Clearly, top recruits are more valuable to basketball programs than ever before. Otherwise, Adidas executive Jim Gatto would not have taken the risk of these bribes, which, according to FBI findings, persuaded basketball players to commit to Adidas-sponsored schools for as much as six figures. This shows that to Adidas, the value of a star basketball prospect is more than the amount of scholarship money the student athletes receive. As of now, the NCAA’s policies prohibit any kind of sponsorships and deals directly between its athletes and companies, but these findings reframe the debate about whether or not athletes should be paid.
First, professionals within the game are finding alternative ways to gain a recruiting edge over the competition, and if money is the issue, they are willing to pay it for the sake of securing a potentially lucrative deal down the road. This is not to say that the whole recruiting process operates through illegal means; this would be offensive to many dedicated professionals. However, to believe this is not happening or will not continue to happen is naïve.

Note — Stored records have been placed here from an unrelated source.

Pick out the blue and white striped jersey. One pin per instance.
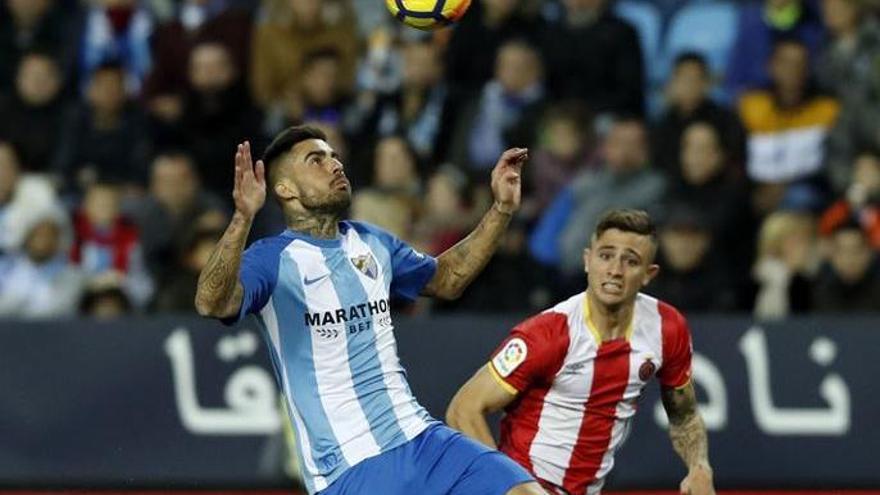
(324, 308)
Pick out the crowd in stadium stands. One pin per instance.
(750, 130)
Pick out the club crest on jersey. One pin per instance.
(366, 264)
(646, 370)
(510, 356)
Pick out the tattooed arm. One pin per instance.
(459, 265)
(688, 434)
(220, 292)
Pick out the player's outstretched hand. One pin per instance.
(249, 192)
(507, 179)
(698, 482)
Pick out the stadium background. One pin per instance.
(748, 129)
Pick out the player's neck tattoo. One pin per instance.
(320, 225)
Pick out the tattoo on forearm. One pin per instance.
(686, 428)
(459, 265)
(219, 279)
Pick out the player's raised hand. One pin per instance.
(507, 179)
(698, 482)
(249, 192)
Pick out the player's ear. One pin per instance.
(650, 273)
(587, 260)
(286, 190)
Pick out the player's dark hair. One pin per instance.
(287, 139)
(283, 143)
(627, 220)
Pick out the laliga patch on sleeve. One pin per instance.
(510, 356)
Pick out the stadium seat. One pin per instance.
(646, 19)
(706, 27)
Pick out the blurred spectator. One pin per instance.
(289, 30)
(691, 278)
(564, 148)
(861, 202)
(39, 281)
(32, 115)
(475, 41)
(445, 219)
(392, 202)
(194, 22)
(687, 101)
(20, 195)
(178, 289)
(504, 114)
(787, 124)
(26, 25)
(848, 67)
(320, 96)
(850, 278)
(107, 241)
(104, 136)
(104, 298)
(787, 260)
(217, 115)
(706, 181)
(761, 27)
(175, 204)
(420, 109)
(116, 30)
(625, 180)
(510, 283)
(594, 56)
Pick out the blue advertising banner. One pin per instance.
(182, 401)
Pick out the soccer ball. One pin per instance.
(427, 14)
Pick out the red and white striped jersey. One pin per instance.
(577, 394)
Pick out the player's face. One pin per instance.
(618, 265)
(316, 178)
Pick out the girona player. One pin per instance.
(569, 378)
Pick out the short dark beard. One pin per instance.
(320, 218)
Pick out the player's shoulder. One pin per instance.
(552, 323)
(269, 248)
(671, 320)
(366, 229)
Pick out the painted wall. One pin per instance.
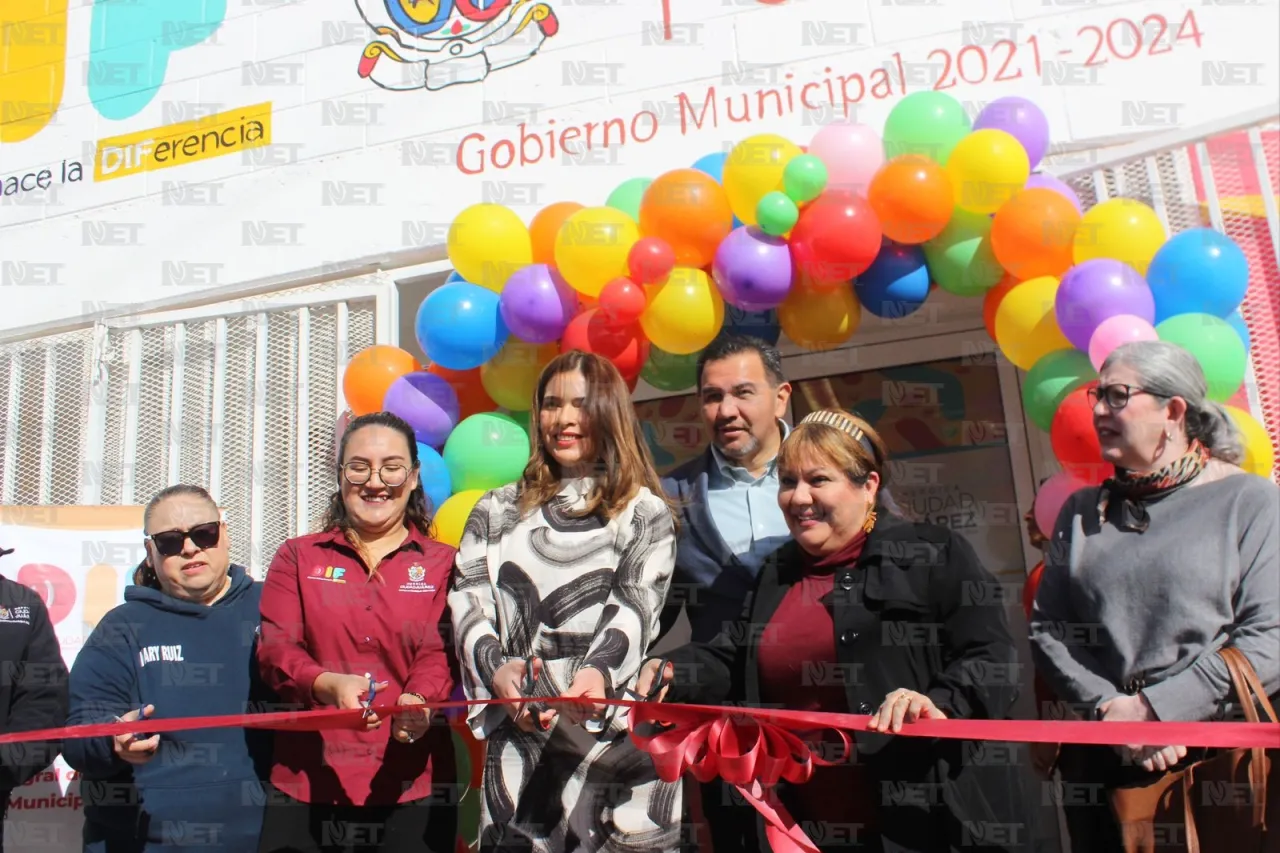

Second, the NCAA is not a government agency like the FBI and does not possess as many resources to investigate all its schools. There is no doubt that schools can illegally operate under-the-radar if they choose to do so, and the investigation demonstrates this fact.
So, what should the NCAA do? One of the solutions is to strengthen their recruiting policies and develop ways to pay closer attention to the school’s recruitment. Another possible option is to allow college athletes to sign sponsorship deals themselves. This would not change what schools offer to recruits, but would help to solve the dilemma of college players being underpaid for their services.
The issue with the second solution is where to draw the line. How do you avoid, for example, a shoe company influencing an athlete’s college decision? While a simple solution may not be readily apparent, one thing is certain. The game is changing, athletes are more lucrative for schools and companies and the NCAA will eventually have to adapt its policies to these changes. Even though the FBI findings showed a bad side of college basketball that many people were not used to, it spurred a debate about problems that need to be addressed. In the long run, this might generate a positive change.